Abstract

We sought to investigate the T(1) kinetics of blood and myocardium after three infusion schemes of gadobenate dimeglumine (Gd-BOPTA) and subsequently compared contrast-enhanced whole-heart coronary MRI after a bolus Gd-BOPTA infusion with nonenhanced coronary MRI at 1.5 T. Blood and myocardium T(1) was measured in seven healthy adults, after each underwent three Gd-BOPTA infusion schemes (bolus: 0.2 mmol/kg at 2 mL/sec, hybrid: 0.1 mmol/kg at 2 mL/sec followed by 0.1 mmol/kg at 0.1 mL/sec, and slow: 0.2 mmol/kg at 0.3 mL/sec). Fourteen additional subjects underwent contrast-enhanced coronary MRI with an inversion-recovery steady-state free precession sequence after bolus Gd-BOPTA infusion. Images were compared with nonenhanced T(2) -prepared steady-state free precision whole-heart coronary MRI in signal-to-noise ratio, contrast-to-noise ratio, depicted vessel length, vessel sharpness, and subjective image quality.

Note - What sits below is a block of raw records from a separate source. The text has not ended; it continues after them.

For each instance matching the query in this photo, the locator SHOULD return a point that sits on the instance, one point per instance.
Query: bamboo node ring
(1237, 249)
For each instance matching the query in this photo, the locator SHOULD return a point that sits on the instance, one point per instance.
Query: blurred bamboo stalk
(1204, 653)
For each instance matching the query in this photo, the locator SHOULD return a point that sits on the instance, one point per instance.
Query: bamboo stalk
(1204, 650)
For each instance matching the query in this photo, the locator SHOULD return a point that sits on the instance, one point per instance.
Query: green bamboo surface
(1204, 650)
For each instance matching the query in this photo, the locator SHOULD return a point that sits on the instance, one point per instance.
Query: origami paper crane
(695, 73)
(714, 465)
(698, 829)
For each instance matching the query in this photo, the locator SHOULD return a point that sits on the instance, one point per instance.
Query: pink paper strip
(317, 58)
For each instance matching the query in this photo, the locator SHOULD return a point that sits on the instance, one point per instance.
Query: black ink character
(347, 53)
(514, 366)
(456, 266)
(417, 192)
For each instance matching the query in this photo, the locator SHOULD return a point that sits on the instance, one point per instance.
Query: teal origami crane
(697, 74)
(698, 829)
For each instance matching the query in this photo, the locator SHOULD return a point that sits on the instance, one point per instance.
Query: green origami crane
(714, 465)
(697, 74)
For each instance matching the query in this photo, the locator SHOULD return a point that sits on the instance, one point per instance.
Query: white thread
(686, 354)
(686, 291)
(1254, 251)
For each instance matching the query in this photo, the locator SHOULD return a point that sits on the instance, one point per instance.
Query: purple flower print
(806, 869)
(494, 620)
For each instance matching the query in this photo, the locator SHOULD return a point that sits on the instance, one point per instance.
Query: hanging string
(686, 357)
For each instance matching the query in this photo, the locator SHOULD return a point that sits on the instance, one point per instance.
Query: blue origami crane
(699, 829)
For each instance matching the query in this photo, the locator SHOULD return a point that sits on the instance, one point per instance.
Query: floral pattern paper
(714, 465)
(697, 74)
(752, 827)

Bolus and slow infusion schemes resulted in similar T(1) during coronary MRI, whereas the hybrid infusion method yielded higher T(1) values. A bolus infusion of Gd-BOPTA significantly improved signal-to-noise ratio, contrast-to-noise ratio, depicted coronary artery length, and subjective image quality, when all segments were collectively compared but not when compared segment by segment. In conclusion, whole-heart steady-state free precision coronary MRI at 1.5 T can benefit from a bolus infusion of 0.2 mmol/kg Gd-BOPTA.